Ihm gefalle die Idee nicht, dass der "Schutz des europäischen Lebensstils" Migration entgegenstehen solle. "Diejenigen zu akzeptieren, die von weit entfernt kommen, ist Teil des europäischen Lebensstils."
Massive Kritik
Die künftige EU-Kommissionspräsidentin Ursula von der Leyen hatte am Dienstag die Ressortverteilung ihrer künftigen Kommission vorgestellt. Der Grieche Margaritis Schinas wurde dabei als Vize-Präsident für den Bereich "Schutz unseres europäischen Lebensstils" nominiert und soll die Migrations- und Asylpolitik koordinieren.
Die Benennung des Ressorts hat massive Kritik im Europaparlament ausgelöst und von der Leyen den Vorwurf eingebracht, sie biedere sich der extremen Rechten an. Mehrere Fraktionen fordern eine Namensänderung.
Europäische Lebensweise bedeute auch, "dass man die andere respektieren muss, unabhängig davon, was ihre Hautfarbe ist und unabhängig von ihrem ursprünglichen Heimatstaat", sagte Juncker Euronews. Er wisse, dass der Titel "Schutz unseres europäischen Lebensstils" auch nicht den Werten des designierten Kommissars Schinas entspreche, der jahrelang sein Chefsprecher war.
Eine Kommissionssprecherin wies zu Mittag Berichte zurück, dass von der Leyen schon entschieden habe, den umstrittenen Namen aufzugeben. "Ich habe keine Namensänderung anzukündigen", sagte sie. Die künftige Kommission diskutiere derzeit über eine Vielzahl von Themen. In der Namensfrage sei aber "keine schnelle Entscheidung" zu erwarten.

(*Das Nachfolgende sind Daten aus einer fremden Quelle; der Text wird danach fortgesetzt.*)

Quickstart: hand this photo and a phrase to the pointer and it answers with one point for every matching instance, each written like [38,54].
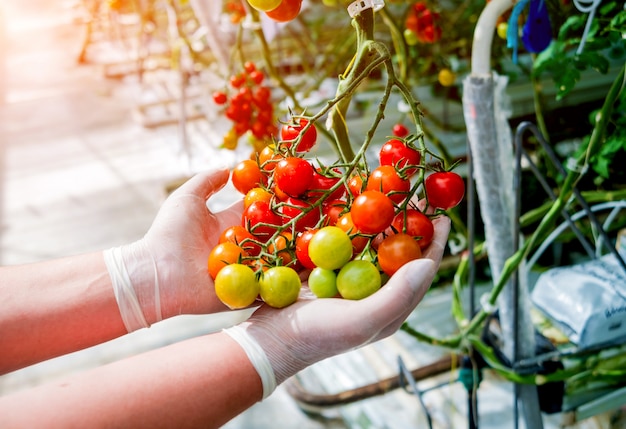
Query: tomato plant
[444,189]
[396,250]
[386,179]
[399,154]
[293,175]
[372,212]
[291,131]
[416,224]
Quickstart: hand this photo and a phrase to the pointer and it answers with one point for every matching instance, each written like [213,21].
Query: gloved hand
[281,342]
[165,273]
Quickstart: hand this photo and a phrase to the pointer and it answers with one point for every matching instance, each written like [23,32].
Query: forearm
[201,382]
[55,307]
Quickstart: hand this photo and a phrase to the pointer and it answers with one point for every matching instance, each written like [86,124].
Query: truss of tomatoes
[346,230]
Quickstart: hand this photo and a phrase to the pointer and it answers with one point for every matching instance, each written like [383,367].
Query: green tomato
[264,5]
[279,286]
[358,279]
[410,37]
[330,248]
[323,283]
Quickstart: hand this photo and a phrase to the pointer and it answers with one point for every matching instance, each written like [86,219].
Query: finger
[435,249]
[205,184]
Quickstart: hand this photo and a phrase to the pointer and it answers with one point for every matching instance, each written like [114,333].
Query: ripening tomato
[400,130]
[264,5]
[399,154]
[290,131]
[293,175]
[444,189]
[240,236]
[346,224]
[396,250]
[260,219]
[416,224]
[302,248]
[372,212]
[224,254]
[286,11]
[294,207]
[247,175]
[386,179]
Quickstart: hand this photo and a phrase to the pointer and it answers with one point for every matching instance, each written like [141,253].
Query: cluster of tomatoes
[421,25]
[248,105]
[346,228]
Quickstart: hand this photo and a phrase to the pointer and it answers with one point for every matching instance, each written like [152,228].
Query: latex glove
[281,342]
[165,273]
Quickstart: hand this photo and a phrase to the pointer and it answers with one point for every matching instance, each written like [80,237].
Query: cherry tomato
[264,5]
[416,224]
[330,248]
[268,157]
[293,175]
[220,97]
[256,194]
[240,236]
[332,210]
[224,254]
[396,250]
[302,248]
[286,11]
[345,223]
[358,279]
[372,212]
[385,179]
[281,247]
[295,207]
[322,183]
[400,130]
[355,184]
[444,189]
[292,130]
[398,154]
[247,175]
[260,219]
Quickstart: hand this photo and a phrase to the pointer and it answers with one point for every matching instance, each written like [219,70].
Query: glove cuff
[257,357]
[124,264]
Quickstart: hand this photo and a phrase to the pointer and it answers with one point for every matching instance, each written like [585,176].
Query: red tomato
[291,131]
[240,236]
[399,130]
[286,11]
[398,154]
[396,250]
[372,212]
[385,179]
[417,225]
[346,224]
[444,189]
[294,207]
[333,209]
[260,219]
[220,97]
[293,175]
[247,175]
[302,248]
[224,254]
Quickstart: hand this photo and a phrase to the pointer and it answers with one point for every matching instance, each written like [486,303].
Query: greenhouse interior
[355,134]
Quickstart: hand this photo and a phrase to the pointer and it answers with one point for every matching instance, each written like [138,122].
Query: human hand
[167,269]
[311,330]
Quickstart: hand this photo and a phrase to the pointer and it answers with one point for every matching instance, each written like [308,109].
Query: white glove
[282,342]
[165,274]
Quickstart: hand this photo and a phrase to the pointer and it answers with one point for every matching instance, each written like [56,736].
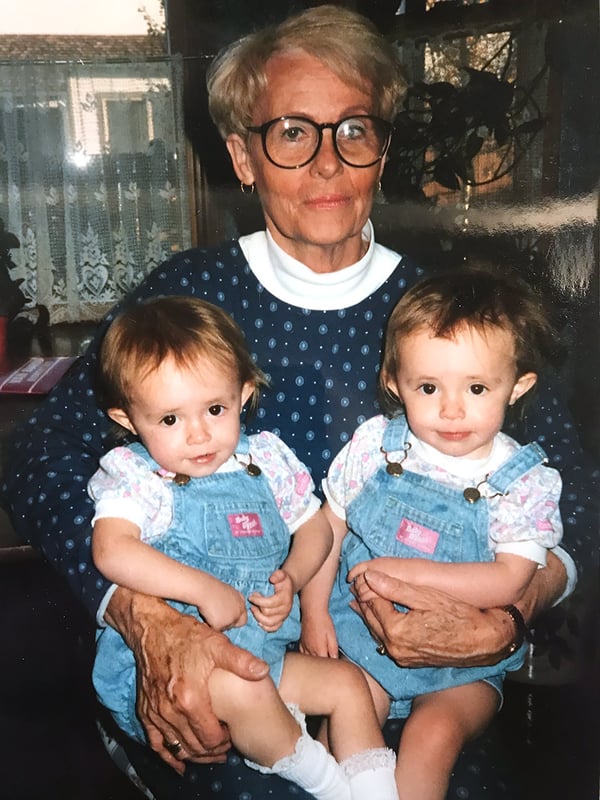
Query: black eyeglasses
[292,142]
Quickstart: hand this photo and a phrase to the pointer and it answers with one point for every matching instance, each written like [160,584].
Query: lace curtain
[92,178]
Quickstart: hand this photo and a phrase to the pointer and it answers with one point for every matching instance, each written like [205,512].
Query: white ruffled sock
[371,774]
[310,767]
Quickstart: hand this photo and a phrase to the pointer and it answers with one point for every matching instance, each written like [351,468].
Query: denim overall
[226,524]
[403,514]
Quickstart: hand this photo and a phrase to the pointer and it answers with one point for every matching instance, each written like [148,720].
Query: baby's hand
[270,612]
[318,637]
[225,609]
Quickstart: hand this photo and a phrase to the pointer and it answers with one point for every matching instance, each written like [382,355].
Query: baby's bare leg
[339,691]
[439,726]
[250,708]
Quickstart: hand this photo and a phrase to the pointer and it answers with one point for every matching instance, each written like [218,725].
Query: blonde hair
[477,298]
[344,41]
[182,328]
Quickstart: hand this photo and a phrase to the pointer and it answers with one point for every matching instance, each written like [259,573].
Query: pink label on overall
[245,525]
[417,536]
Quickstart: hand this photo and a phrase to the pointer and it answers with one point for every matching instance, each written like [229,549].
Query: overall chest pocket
[252,533]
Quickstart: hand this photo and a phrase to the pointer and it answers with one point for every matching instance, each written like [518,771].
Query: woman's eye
[478,388]
[292,134]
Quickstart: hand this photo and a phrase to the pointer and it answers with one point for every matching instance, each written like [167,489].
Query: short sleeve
[124,487]
[529,514]
[354,465]
[288,477]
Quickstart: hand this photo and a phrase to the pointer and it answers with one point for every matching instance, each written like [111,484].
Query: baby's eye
[477,388]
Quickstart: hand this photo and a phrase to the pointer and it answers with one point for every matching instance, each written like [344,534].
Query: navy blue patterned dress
[323,367]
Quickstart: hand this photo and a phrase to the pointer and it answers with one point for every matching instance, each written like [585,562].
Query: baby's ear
[522,386]
[121,418]
[247,392]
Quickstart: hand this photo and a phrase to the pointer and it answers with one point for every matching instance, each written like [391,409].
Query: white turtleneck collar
[293,282]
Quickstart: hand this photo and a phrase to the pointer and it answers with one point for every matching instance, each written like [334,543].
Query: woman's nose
[326,162]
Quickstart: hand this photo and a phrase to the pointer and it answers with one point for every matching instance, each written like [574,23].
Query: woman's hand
[270,612]
[437,631]
[175,655]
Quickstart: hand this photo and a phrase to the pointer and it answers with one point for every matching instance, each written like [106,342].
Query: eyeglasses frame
[320,127]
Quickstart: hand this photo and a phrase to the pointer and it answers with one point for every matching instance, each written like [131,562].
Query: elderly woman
[305,109]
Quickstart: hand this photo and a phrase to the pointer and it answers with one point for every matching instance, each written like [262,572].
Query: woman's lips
[327,201]
[453,436]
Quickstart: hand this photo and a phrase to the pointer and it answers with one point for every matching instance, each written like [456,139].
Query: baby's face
[456,390]
[189,419]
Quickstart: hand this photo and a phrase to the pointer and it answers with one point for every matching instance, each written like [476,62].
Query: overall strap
[395,435]
[521,462]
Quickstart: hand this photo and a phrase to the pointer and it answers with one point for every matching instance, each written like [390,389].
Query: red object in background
[36,376]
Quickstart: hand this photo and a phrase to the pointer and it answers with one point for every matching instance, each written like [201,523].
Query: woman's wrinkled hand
[175,656]
[438,630]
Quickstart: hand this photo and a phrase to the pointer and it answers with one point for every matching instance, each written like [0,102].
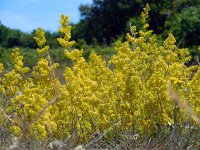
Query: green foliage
[186,26]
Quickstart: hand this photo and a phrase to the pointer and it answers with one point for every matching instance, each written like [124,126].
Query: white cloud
[15,20]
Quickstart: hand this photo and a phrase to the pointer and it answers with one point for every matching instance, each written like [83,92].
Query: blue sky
[27,15]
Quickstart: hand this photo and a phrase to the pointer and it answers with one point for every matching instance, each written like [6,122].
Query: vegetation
[144,91]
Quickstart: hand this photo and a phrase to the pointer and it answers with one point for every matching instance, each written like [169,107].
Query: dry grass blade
[183,105]
[43,110]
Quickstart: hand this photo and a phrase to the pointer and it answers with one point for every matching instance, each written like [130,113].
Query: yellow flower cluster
[131,91]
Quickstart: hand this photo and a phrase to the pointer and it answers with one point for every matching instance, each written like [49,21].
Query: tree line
[104,21]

Zu Junckers Äußerung sagte die Sprecherin, der scheidende Kommissionschef habe "nicht die gewählte Kommissionspräsidentin kritisiert". Juncker habe vielmehr ausdrücken wollen, dass er "die Interpretation des Namens dieses Portfolios strikt zurückweist".
ÖVP verteidigt Namen, Neos fordern Änderung
Die ÖVP-Delegationsleiterin im Europaparlament Karoline Edtstadler hat den Titel des Portfolios für den künftigen EU-Migrationskommissar Margaritis Schinas über den "Schutz der europäischen Lebensart" verteidigt. Dagegen fordert die Neos-Europamandatarin Claudia Gamon eine Änderung des Namens.
Edtstadler: "Von der Leyen setzt richtigen und wichtigen Akzent"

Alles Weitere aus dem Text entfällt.